In Ylimarkku, a village in Närpiö, Ostrobothnia, I met Johnny Juthman - a stone artist with a lifelong interest in nature, geological processes and above all the ancient material of stone.
His fascination with the material and his interest in craftsmanship was sparked as early as in his teenage years. To bring his ideas to life, he built his first stone-grinding machine - a simple design, in his own words - to create jewelry. This marked the beginning of a creative process where the material and the machines have always walked side by side. Since then, Juthman has developed his craftsmanship on his own and continued to experiment and invent. Over the years, he has designed over fifty different machines, all custom-built to meet the needs that arise in his creative work.
In 2007, his work with stone truly took off. It began with him grinding stone balls, which later evolved into beads, jewelry, bowls, bottles and candleholders. He describes how the work requires both patience and persistence; creating perfectly round beads took him ten years of trial and error before he found a method that worked. His workshop houses an impressive collection of artworks, where the origin of the material is always present, giving each piece an extra dimension of the earth’s history.
In his work, Juthman primarily uses local stone varieties such as sandstone, porphyry, and granite. Of particular significance is Böle granite, a light gray to reddish stone quarried in Mossberget in Böle, near his home. It has been used in everything from house foundations throughout Ostrobothnia to bridges and monuments. The sandstone comes from the Merenkurkku region and was shaped and transported there by the inland ice, while the porphyry has its origins in volcanic processes.
Out in the yard stand several large machines, all built by Juthman himself and adapted for different stages of the process. Surrounding them are stones of varying sizes, shapes and colors - materials that will eventually be ground into artworks. The processes are time-consuming and consist of many steps from raw stone to finished artwork. First, the stone is cut into a manageable shape, then moved on to the machine best suited for the next step. During the summer months Juthman works mostly outdoors, cutting, grinding, and turning stone, while the winter is spent polishing and refining the surfaces indoors.

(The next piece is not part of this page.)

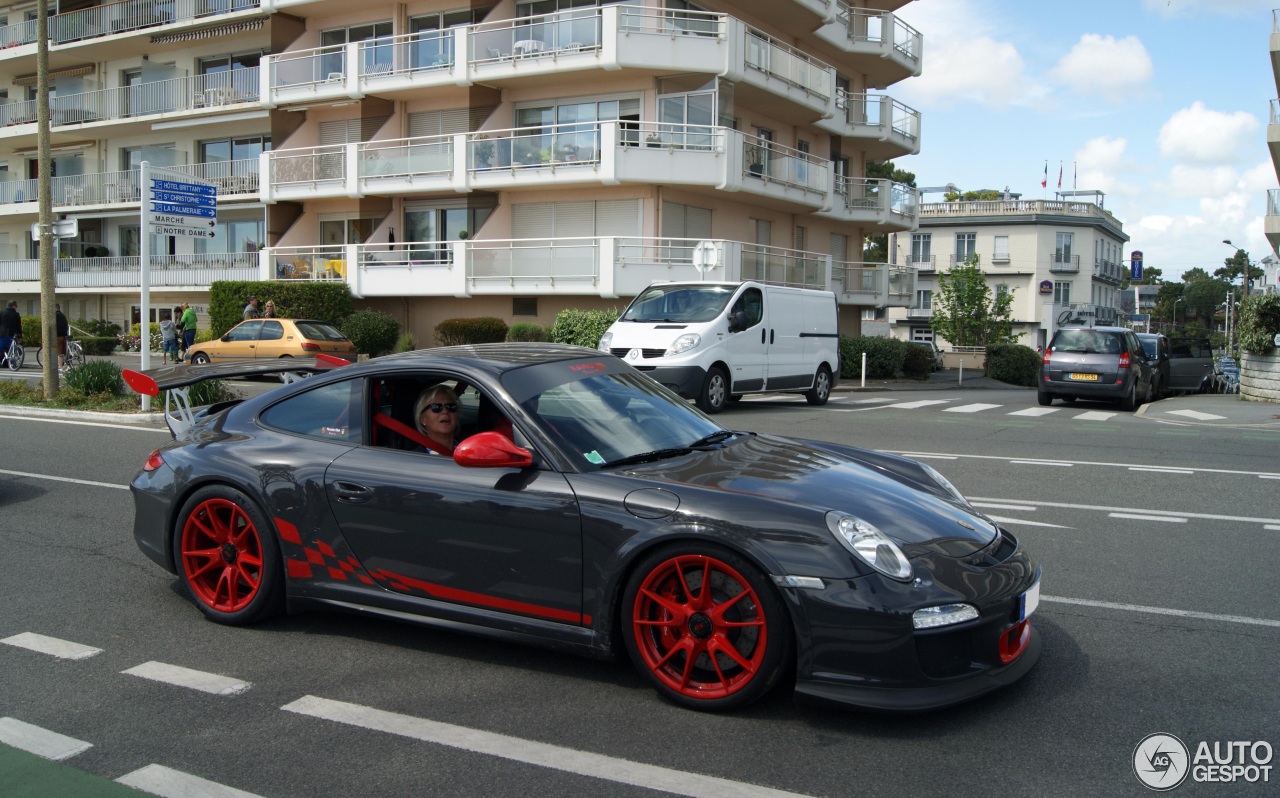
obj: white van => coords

Juthman explains how his work with stone differs from, for example, ceramics. While a ceramicist shapes clay into an object, he works in the opposite direction – he grinds away material to reach the form already hidden inside the stone. Even though large parts of the stone are cut away when making, for instance, bowls, no material is wasted. Juthman makes use of all the leftover material and even the tiniest pieces are turned into beads that are tumbled in one of his machines.
The tumbler is powered by wind energy and allows the stones to rotate for several months along with grinding and polishing agents until they achieve their final shape and luster. In an attic space, he shows beads that are currently in the middle of the process. He rolls them between his fingers and notes that they need another month or so in the machine. On the workbench lie porphyry beads that will soon become a bracelet. I get to watch as he drills holes in the beads - even this step, like everything else in his work, is performed using a machine he designed himself.

Despite decades of creating, his ideas are far from exhausted. Juthman’s latest creation is a pair of flower-shaped earrings, carved from a single piece of multicolored stone.
He shares that it is his fascination with stone as an ancient material, along with the opportunity to discover new techniques, create new shapes, and constantly challenge himself, that drives him to continue creating.
Right now, it is his work with multicolored stones and mosaic jewelry that brings him the most joy. The mosaic jewelry requires a special precision. Juthman carves an exact shape in a stone and then fits another stone into it, so that the two parts meet without a visible seam.
These pieces are just a taste of what you can see during this year’s Konstrundan. Johnny Juthman looks forward to welcoming visitors to his home - a place where the history of stone, the precision of craftsmanship and his own ingenuity come together. A visit to Juthman in Ylimarkku offers a chance to discover unique art crafted from the ancient Nordic bedrock.